O ex-presidente do New Development Bank (NDB), o banco dos BRICs, Marcos Troyjo, afirmou que, embora a China deva reduzir suas importações de alimentos nos próximos anos em busca de maior autossuficiência, o país asiático continuará aumentando as compras de produtos brasileiros. A declaração foi feita durante evento em Barretos (SP) promovido pela Minerva Foods.
“Em minha avaliação, a China deve importar menos alimentos da Europa, dos Estados Unidos, da Austrália, da Nova Zelândia mas, curiosamente, vai comprar mais alimentos do Brasil. Apesar de buscarem ser independentes, os chineses terão de escolher com quem serão interdependentes, e minha aposta é que escolherão ser mais interdependentes com o Brasil”, disse Troyjo, que também integra o Conselho de Administração da Minerva Foods.

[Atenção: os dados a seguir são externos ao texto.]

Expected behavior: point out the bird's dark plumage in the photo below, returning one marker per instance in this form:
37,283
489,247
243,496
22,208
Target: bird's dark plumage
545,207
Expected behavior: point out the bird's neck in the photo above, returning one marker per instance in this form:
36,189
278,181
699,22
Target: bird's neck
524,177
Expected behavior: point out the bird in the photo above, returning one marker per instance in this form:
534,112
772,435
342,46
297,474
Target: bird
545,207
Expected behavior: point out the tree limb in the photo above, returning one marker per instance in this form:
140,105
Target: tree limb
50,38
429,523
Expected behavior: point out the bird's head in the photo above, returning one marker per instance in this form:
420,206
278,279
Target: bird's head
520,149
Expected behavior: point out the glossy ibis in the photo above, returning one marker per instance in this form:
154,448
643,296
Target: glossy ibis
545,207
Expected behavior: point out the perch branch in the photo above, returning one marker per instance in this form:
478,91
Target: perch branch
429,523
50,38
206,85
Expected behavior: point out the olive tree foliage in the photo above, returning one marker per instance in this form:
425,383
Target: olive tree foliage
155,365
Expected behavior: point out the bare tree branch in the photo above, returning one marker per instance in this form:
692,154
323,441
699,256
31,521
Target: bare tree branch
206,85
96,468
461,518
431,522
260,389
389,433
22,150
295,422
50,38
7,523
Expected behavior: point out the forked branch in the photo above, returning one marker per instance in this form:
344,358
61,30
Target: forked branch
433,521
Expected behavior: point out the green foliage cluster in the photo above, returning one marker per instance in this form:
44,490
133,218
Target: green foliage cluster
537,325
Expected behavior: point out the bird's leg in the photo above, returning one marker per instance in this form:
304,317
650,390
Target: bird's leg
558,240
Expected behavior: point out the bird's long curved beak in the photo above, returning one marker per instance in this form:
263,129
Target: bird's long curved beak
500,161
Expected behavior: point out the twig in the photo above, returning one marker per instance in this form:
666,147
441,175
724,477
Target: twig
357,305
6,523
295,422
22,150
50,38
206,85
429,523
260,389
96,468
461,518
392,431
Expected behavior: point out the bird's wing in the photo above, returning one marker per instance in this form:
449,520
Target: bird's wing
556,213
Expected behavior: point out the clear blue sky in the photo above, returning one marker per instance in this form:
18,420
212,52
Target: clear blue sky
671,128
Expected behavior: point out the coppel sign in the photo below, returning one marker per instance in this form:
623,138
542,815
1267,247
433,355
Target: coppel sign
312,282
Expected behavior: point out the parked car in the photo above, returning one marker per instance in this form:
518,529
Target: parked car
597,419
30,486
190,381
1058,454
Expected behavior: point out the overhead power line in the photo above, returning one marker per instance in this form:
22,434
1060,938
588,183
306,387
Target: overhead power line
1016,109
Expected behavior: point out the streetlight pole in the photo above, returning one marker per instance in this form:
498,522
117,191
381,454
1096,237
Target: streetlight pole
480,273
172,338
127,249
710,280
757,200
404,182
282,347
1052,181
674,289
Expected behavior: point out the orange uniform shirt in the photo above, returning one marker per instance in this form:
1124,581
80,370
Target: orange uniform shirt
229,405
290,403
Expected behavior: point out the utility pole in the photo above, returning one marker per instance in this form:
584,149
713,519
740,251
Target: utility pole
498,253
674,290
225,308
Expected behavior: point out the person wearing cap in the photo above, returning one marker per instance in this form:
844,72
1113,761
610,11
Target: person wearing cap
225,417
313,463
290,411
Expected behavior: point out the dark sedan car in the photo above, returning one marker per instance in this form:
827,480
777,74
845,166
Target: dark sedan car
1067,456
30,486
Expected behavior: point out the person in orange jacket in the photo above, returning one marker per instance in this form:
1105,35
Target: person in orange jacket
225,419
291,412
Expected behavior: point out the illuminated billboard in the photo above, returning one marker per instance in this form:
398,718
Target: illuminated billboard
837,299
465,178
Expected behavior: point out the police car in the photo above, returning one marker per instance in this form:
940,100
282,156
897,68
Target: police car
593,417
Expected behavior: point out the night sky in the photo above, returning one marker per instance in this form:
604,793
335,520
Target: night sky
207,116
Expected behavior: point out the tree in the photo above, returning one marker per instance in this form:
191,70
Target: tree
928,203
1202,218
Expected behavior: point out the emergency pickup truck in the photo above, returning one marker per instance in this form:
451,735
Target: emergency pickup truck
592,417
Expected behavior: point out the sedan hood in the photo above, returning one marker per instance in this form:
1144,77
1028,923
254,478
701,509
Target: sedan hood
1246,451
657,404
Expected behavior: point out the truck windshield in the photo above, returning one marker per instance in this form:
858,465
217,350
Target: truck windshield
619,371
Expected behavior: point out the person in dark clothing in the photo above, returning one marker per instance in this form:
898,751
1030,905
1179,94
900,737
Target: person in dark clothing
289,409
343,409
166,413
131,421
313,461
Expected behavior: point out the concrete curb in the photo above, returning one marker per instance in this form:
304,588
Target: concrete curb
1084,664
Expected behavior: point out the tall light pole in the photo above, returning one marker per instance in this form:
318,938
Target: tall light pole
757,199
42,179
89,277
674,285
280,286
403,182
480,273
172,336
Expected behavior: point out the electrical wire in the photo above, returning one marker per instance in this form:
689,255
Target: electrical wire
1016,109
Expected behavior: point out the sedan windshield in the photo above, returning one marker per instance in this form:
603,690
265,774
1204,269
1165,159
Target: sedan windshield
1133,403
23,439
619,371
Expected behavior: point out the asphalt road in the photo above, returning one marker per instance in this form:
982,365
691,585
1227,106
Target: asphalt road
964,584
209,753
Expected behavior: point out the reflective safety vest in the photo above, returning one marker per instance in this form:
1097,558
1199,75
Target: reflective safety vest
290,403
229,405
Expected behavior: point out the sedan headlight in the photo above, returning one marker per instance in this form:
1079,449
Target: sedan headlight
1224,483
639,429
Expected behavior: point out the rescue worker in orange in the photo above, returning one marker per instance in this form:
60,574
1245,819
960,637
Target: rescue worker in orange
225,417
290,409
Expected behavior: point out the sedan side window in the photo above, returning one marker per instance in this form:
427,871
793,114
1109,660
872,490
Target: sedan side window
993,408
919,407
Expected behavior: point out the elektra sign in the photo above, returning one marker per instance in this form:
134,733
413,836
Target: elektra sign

Em tom descontraído, o executivo comparou a América do Sul a um “beef valley” e o Brasil a “Palo Alto”, em referência ao Silicon Valley. O professor do Insper Global, Marcos Jank, corroborou a visão ao lembrar que a China não conseguirá se tornar autossuficiente na produção de carne bovina e grãos por falta de área apropriada. “Em boi e soja, a China nunca será autossuficiente”, afirmou.
Troyjo também destacou que o Brasil está “subutilizando” seu potencial comercial com os Estados Unidos. “Mesmo com todo o protecionismo, os americanos estão comprando 13% do seu PIB em importações. O Brasil representa apenas 1% do que os Estados Unidos compram, há um potencial muito grande a explorar”, disse. Ele ponderou, porém, que o momento político entre os dois países é desfavorável.
A análise reforça a importância estratégica do Brasil como fornecedor de alimentos para a China, mesmo em um cenário de redução global das compras chinesas.